The Collider Class.
Last week I worked on the collider class. Mostly I worked on the class’ overlap methods. Each object in the game that’s capable of colliding with something has its own collider as a member.
It is the Collider that determines the actual position of the object it is a member of.
The Collider has a position in the form of a pair of coordinates on the x-axis and the y-axis. The Collider also has a pair of values that determines how far from the position coordinates it extends along both axes.
Example, if the Collider is a box and has the coordinates (x: 100, y: 100), then that position is the upper left corner of the box.
If it extends 50 units on both axis, in other words have the extension (x: 50, y: 50), then:
The upper right corner of the box is (x: 150, y: 100).
The lower right corner of the box is (x: 150, y: 150).
The lower left corner of the box is (x: 100, y: 150).
The extension is increased on both axes because in SFML the coordinate system is:
Right = +X, Left = -X, Up = -Y, Down = +Y.
However if the Collider is a circle things look a bit different. Then you first need to determine the center of the Collider circle. This is done by adding half of the values of the extensions to the position.

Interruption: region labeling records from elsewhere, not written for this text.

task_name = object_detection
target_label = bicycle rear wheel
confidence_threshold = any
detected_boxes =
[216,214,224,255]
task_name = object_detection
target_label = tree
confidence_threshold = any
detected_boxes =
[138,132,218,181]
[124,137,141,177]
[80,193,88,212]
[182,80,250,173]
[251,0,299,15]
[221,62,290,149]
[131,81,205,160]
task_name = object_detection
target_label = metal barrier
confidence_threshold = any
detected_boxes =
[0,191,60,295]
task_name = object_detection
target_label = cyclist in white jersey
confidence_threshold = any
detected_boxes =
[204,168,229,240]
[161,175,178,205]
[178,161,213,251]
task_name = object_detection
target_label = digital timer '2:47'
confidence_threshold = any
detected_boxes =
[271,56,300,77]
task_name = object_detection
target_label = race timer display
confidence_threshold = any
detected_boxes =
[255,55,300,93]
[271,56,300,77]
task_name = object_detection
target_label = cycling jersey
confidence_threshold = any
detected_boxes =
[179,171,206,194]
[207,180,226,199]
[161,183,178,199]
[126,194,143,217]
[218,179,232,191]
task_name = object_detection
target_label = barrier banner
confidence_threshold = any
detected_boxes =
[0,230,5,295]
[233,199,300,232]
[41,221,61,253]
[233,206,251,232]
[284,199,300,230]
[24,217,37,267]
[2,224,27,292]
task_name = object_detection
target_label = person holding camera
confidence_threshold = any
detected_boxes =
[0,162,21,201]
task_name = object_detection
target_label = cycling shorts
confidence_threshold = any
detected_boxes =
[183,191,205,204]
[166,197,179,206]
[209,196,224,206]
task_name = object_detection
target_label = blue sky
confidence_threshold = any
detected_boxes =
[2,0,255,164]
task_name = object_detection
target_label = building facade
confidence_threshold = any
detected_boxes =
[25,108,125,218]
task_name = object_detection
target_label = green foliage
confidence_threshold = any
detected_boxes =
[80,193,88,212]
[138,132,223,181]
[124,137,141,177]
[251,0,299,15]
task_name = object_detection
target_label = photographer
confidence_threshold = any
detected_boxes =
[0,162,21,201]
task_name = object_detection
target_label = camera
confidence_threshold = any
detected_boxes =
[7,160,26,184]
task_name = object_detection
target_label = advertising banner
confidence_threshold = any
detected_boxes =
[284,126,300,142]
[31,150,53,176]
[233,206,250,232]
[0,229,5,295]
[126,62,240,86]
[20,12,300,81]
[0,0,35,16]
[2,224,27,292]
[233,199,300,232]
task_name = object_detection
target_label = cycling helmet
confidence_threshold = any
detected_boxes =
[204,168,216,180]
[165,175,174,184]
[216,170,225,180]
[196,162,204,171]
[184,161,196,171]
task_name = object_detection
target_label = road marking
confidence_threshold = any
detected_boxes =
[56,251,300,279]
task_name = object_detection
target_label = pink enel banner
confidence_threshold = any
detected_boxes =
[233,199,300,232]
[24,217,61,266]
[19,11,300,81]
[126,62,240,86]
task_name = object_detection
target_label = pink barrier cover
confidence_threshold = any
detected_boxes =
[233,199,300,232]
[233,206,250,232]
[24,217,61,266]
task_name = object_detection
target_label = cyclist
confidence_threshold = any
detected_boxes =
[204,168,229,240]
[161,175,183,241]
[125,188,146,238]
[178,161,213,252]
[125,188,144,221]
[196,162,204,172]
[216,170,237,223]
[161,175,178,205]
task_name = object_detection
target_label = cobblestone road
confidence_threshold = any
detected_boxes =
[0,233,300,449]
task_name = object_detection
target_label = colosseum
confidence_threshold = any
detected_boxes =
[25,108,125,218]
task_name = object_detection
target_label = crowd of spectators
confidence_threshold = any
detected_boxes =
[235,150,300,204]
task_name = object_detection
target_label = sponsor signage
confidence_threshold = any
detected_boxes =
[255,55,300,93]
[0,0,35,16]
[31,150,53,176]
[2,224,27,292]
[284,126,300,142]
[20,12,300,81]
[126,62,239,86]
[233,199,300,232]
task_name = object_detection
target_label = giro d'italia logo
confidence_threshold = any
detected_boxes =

You will then get the central point of a Collider that has the form of a circle. The circle will be just big enough to fit into a box that is defined from the Colliders’ position and extension.
Then you will need to determine a radius for the circle to determine how big it is. This can either be done by just assigning a value to a member variable for the Collider. Alternatively, it can be defined by taking the extension on one axis and divide it by 2.
Which type of Collider shape you choose should depend on the object it is bound to. For example, in out game the view if top down, so people should have circle Colliders. People may not be shaped as circles when viewed from above, but a circle is certainly closer than a box.
The Collider class does not only have a position and a shape though, it also has methods for checking if it overlaps with other Colliders.
I choose to divide this into three different methods to make it easier to work with.
One for Box vs Box overlap.
One of Circle vs Circle overlap.
One for Circle vs Box overlap.
I also added a member value to the Collider class call “ColliderCircle”, which is a Boolean, meaning it can only have the values “true” or “false”.
This value is set depending on what object the Collider is a member of. For example, if the Collider belongs to the player then I want it to have the shape of a circle, so the “ColliderCircle” is set to “true”. If I want the Collider to be a box, I set the “ColliderCircle” to false;
When the game then checks for collisions it will call on the Colliders “ColliderCircle”.
If two Colliders give “false” when calling the “ColliderCircle” then the Box vs Box overlap method is used to check if the two objects overlap.
If they both return “true” however, the Circle vs Circle overlap method is used and if they return different values (one true and one false) then then Circle vs Box overlap method is used.
I started with the Box vs Box overlap and the Circle vs Circle overlap because I had done methods for that before while I only had a conceptual idea on how to make the box vs circle collision. The box vs circle overlap was therefore postponed.
The following image is the code for the circle vs circle overlap:
The overlap methods I made did not just check for overlap however, but also returned an offset. The offset is a set of values (x and y) that show how much and in which direction a collided objects position needs to be adjusted on collision.
I will illustrate the reason why this is needed with an example:
Say two box-shaped Colliders are positioned so that one of them is only two pixels to the right of the other.
The first box is then moved to the left by 5 pixels in the next game loop while the second box stays still.
The first box is now overlapping 3 pixels into the second box; therefore its position needs to be adjusted by three pixels (5-2) to the right, because the objects are not supposed to go into each other. The offset in this situation is (3, 0).
In order to get the right offset on overlap I needed the program to first check if the overlap was largest on the x-axis or the y-axis.
If the overlap is larger on the x-axis the correction of position will happen on the y-axis and vice versa.
Once that is established I will need to check if the offset is going to be positive or negative.
In this situation the red square has a higher value on its x-position and therefore its offset will have a positive x-value.
In this situation the opposite holds true.
In this situation the offset for the red square will have a negative y-value because it needs to be moved up to correct its position.
The point of doing all this to return an offset value is that once it is done you only need to add the offset value to the position to get a proper correction.
I did, however, run into some problems with this method. As it turns out though, the problem was that instead of comparing position to position when the offset was determined I accidentally made the overlap method compare the objects position with the other objects extension, which meant that the offset always had the same value. This meant that no matter which side an object collided from it was offset downwards.
Like this:
Once I had finally sorted this out the circle vs circle overlap method worked properly but not the box vs box. I then decided to scrap box vs box and box vs circle overlap because we really only needed those for one object in the game and that object was non-essential, so all our Colliders will be circles.
The offset on the circle vs circle overlap works fine except for edge cases (when edge collide with edge, see below) where the objects vibrate somewhat against one another.
This is probably due to the computers calculation of float values (values with a decimal) being somewhat uncertain so the offset might be calculated inaccurately by a pixel or so every loop.